Der Abpfiff nach dem 28:26 markierte den Beginn einer großen Aufstiegs-Sause. Mit einem Schlag löste sich die über Monate hinweg aufgestaute Anspannung. Und dann war da nur noch große Erleichterung, pure Freude – und immer mehr auch Stolz. Die BVB-Frauen waren ihrer Favoritenrolle gerecht geworden, doch so simpel war das Fazit nach einer langen, beschwerlichen Saison nicht.

Nie dagewesenes Verletzungspech

Nie zuvor in ihrer Trainerkarriere, gab Ildiko Barna zu, sei ein von ihr betreutes Team so vom Verletzungspech gebeutelt gewesen – umso höher war am Ende das Erreichen des zu Saisonbeginn ausgegebenen Ziels zu bewerten.

In der Hinrunde nämlich jagte eine Hiobsbotschaft die nächste. Beinahe im Wochenrhythmus brachen dem BVB Spielerinnen verletzt weg – und nahezu alle mit Blessuren, die gleich das Saisonaus bedeuteten. Die Neuzugänge Virag Vaszari, Nelly Kovacikova und Dora Friedrich, Frederike Lütz, später auch noch Carolin Schmele – sie alle standen mit langwierigen Knieverletzungen nicht mehr zur Verfügung.

"Alles hat sich gegen uns verschworen"

Am nachhaltigsten war der Schock dann bei der Kreuzbandverletzung von Penda Maria Bönighausen – die ob der großen Personalprobleme nachverpflichtete Rückraumspielerin verletzte sich in ihrem ersten Spiel für die Borussia – gleich in ihrer ersten Aktion. „Da“, erinnert sich Sportleiter Jochen Busch, „hatten wir tatsächlich das Gefühl, alles hätte sich gegen uns verschworen.“

Dem BVB gelang es, nahezu jeden Ausfall adäquat zu ersetzen.

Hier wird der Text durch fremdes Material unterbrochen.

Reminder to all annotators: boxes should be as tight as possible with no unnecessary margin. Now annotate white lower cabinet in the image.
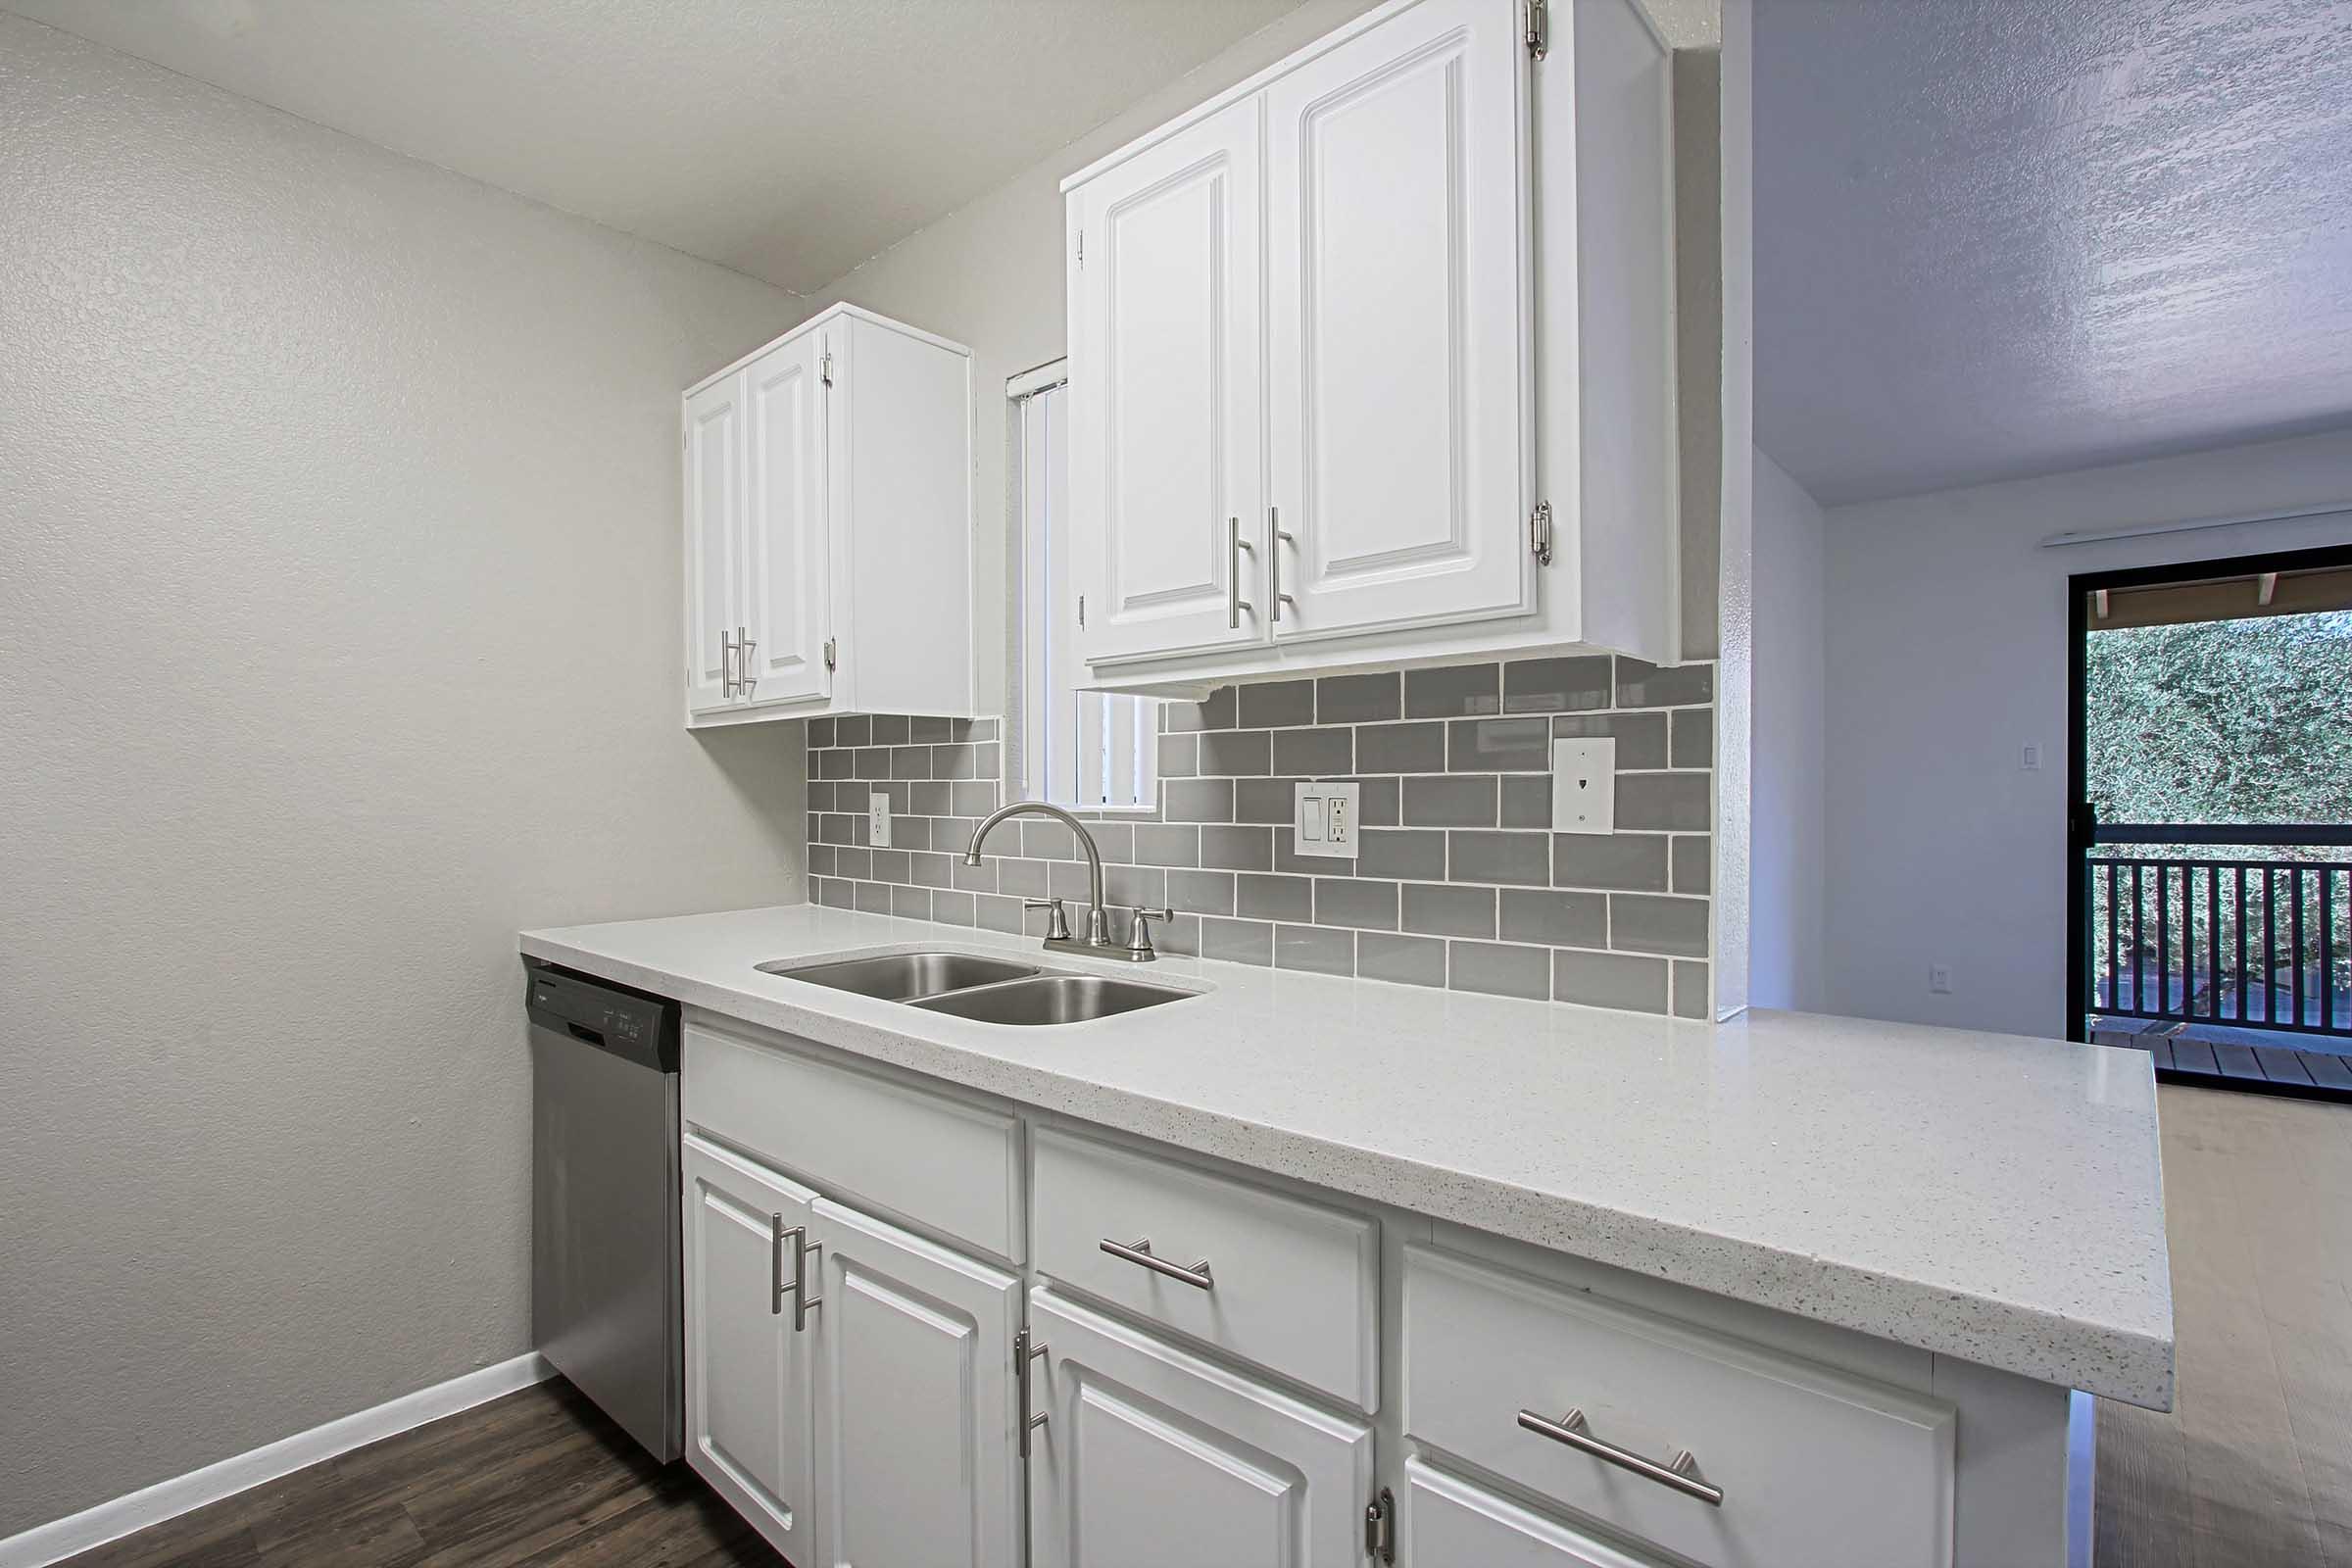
[682,1137,817,1558]
[811,1196,1022,1568]
[678,1016,2066,1568]
[1025,1288,1374,1568]
[1405,1459,1661,1568]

Damit war aber nicht das Problem gelöst, dass da Spielerinnen zusammen auf dem Parkett standen, die nicht eingespielt waren, die erst zusammenwachsen mussten. Und die dennoch jedes Spiel gewinnen mussten.

Jetzt-erst-recht-Mentalität

In dieser speziellen Konstellation entstand ein ganz besonderes Miteinander, es erwuchs eine Jetzt-erst-recht-Mentalität, die diese Gruppe zu einer besonderen machte. Auch deshalb erlebten alle den Aufstieg als ganz besonderes Erlebnis.

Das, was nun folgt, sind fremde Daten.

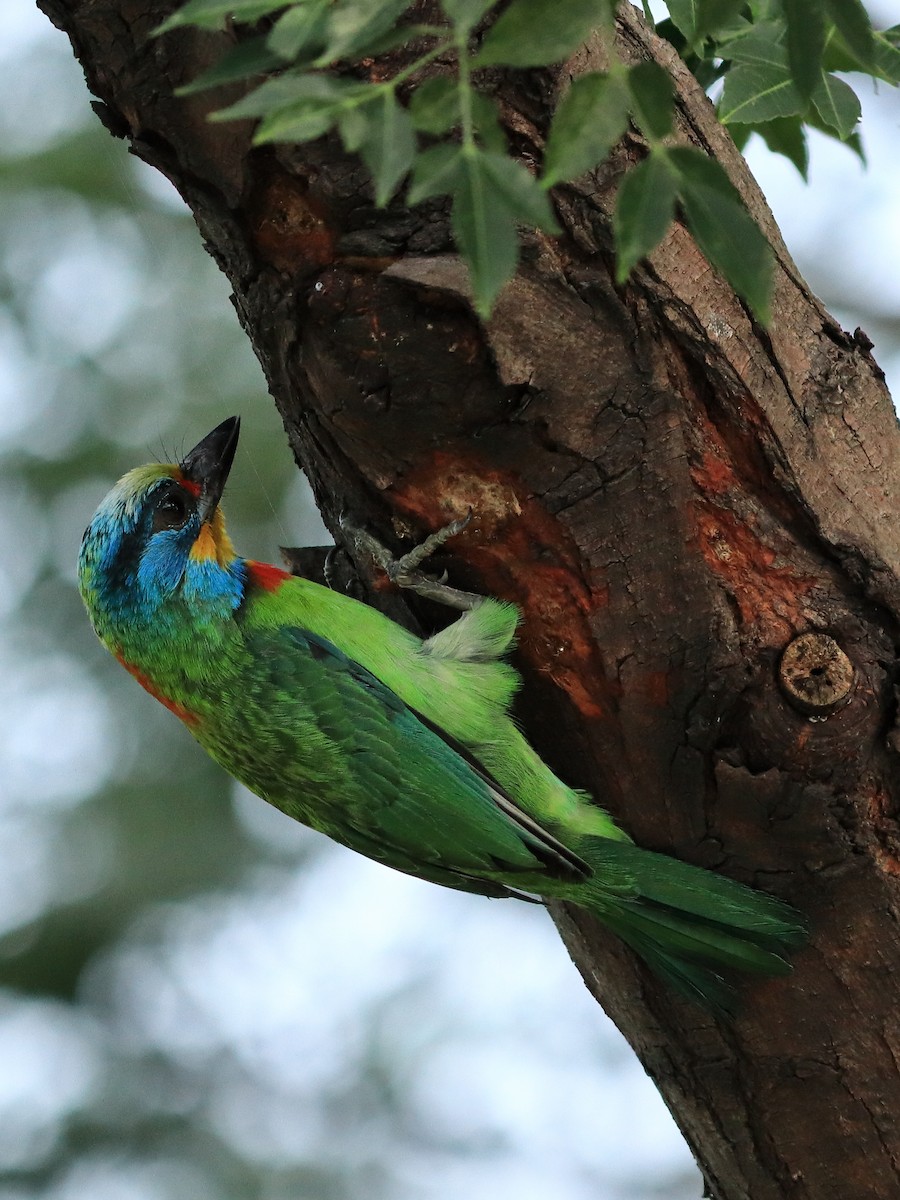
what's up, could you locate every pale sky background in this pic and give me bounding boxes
[0,3,897,1198]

Und als endlich Klarheit herrschte, konnte die sportliche Führung die konkreten Planungen für die Rückkehr in die Bundesliga angehen – dabei war von vornherein klar, dass der BVB ein Team stellen wollte, das Qualität genug haben sollte, um nicht „nur“ um den reinen Klassenerhalt zu spielen. In Clara Woltering, Nadja Nadgornaja und Anne Müller wurden dann auch drei Spielerinnen mit Nationalmannschafts-Erfahrung verpflichtet.

Erwartungen in Liga eins voll erfüllt

Bis zur WM-Pause Ende November hat die neue Mannschaft die Erwartungen voll erfüllt. In der Liga verkaufte man sich auch gegen etablierte Größen wie Leipzig, den Thüringer HC und Oldenburg ordentlich, im Pokal gelangen gegen die Favoriten Buxtehude und Bietigheim mitreißende Siege. Auch das neue Team präsentiert sich als große Einheit, frei von Neidereien.

Abseits des Sports versucht die Abteilung, auch strukturell zu wachsen. Eine neue Halle steht ganz oben auf der Prioritäten-Liste, sie ist eine Grundbedingung für die behutsame Weiterentwicklung. Die Realisierung gestaltet sich aber schwierig.